Pendant qu'il se creusait ainsi la tête, il ne se doutait pas que Jupiter se chargeait de mettre à exécution ce projet que lui-même taxait d'impossibilité.

Desséché par l'intense chaleur qu'il avait reçue lors de son passage à l'aphélie, pierreux jusqu'à son centre, le noyau cométaire de Tuttle n'était plus qu'un sphéroïde composé d'éléments simplement juxtaposés et reliés les uns aux autres par la simple attraction du centre.

Peu à peu, par une attraction continue, augmentant lentement, au fur et à mesure que la comète de Tuttle se rapprochait d'elle, la planète géante exerçait sur ces éléments une action de dissociation; c'était comme un craquellement général dont Sharp se fût certainement aperçu s'il n'eut passé son temps enfermé dans la partie ogivale de l'obus qui lui servait de cabinet de travail: là, il rédigeait ses notes, il observait les astres.

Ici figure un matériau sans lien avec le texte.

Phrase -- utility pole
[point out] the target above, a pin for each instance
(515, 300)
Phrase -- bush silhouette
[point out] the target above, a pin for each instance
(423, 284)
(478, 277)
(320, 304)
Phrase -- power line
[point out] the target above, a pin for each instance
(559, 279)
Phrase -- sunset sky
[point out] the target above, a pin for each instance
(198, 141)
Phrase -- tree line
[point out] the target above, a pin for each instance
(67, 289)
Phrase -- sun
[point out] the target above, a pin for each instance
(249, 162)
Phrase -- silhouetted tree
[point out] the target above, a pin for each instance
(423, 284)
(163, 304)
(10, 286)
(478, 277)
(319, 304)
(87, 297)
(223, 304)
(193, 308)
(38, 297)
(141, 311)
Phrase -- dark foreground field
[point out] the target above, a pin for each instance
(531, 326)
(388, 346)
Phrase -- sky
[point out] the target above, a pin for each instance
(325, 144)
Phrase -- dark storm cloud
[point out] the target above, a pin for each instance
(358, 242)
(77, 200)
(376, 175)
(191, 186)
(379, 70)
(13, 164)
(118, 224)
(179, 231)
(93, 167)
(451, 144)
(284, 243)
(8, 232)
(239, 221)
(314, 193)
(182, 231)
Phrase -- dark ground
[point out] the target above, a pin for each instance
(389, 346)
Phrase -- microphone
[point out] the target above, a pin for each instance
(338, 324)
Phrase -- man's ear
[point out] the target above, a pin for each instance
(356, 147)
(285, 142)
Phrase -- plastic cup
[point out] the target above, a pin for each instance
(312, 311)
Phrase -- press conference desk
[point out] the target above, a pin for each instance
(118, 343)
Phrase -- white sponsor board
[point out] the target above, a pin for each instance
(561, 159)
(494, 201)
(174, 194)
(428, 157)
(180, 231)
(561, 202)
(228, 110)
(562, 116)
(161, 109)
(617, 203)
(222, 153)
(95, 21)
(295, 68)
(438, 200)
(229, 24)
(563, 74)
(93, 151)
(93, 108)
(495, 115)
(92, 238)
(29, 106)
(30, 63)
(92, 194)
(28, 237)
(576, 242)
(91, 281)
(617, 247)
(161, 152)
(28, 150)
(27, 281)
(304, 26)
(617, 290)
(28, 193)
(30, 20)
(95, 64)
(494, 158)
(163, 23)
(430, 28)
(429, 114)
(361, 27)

Bientôt l'attraction de Jupiter fut telle que les différents éléments constitutifs de Tuttle ne furent plus reliés entre eux que par un miracle d'équilibre, équilibre que devait détruire un rapprochement, si petit fut-il, de la planète géante.

Là, où la veille encore se dressaient des arbres géants, un ravin profond se creusait.

Ce fut un soir, pendant que Sharp reposait tranquillement dans son hamac, que se produisit une catastrophe, semblable à celle qui amena, il y a quelques années, la dislocation de la comète de Biéla.

Tout à coup il se fit un déchirement épouvantable dans l'enveloppe extérieure, et des craquements stridents ébranlèrent les lourdes couches atmosphériques.

Le noyau cométaire, semblable à l'enveloppe métallique d'une bombe qui éclate sous la poussée violente de l'explosif qu'elle renferme, fendu, disloqué, se disséminait dans toutes les directions et, tandis qu'une partie de ses débris tombait avec une rapidité vertigineuse sur le disque jovien, le fragment qui portait Sharp était repoussé, avec une force inimaginable vers les noires profondeurs de l'espace.

Fédor Sharp, à la première secousse de ce tremblement de comète, avait été jeté hors de son hamac sur le plancher du laboratoire; une fois là, il roula, pendant quelques secondes, de droite et de gauche, sous l'impulsion d'un roulis semblable à celui d'un navire que battent les flots furieux.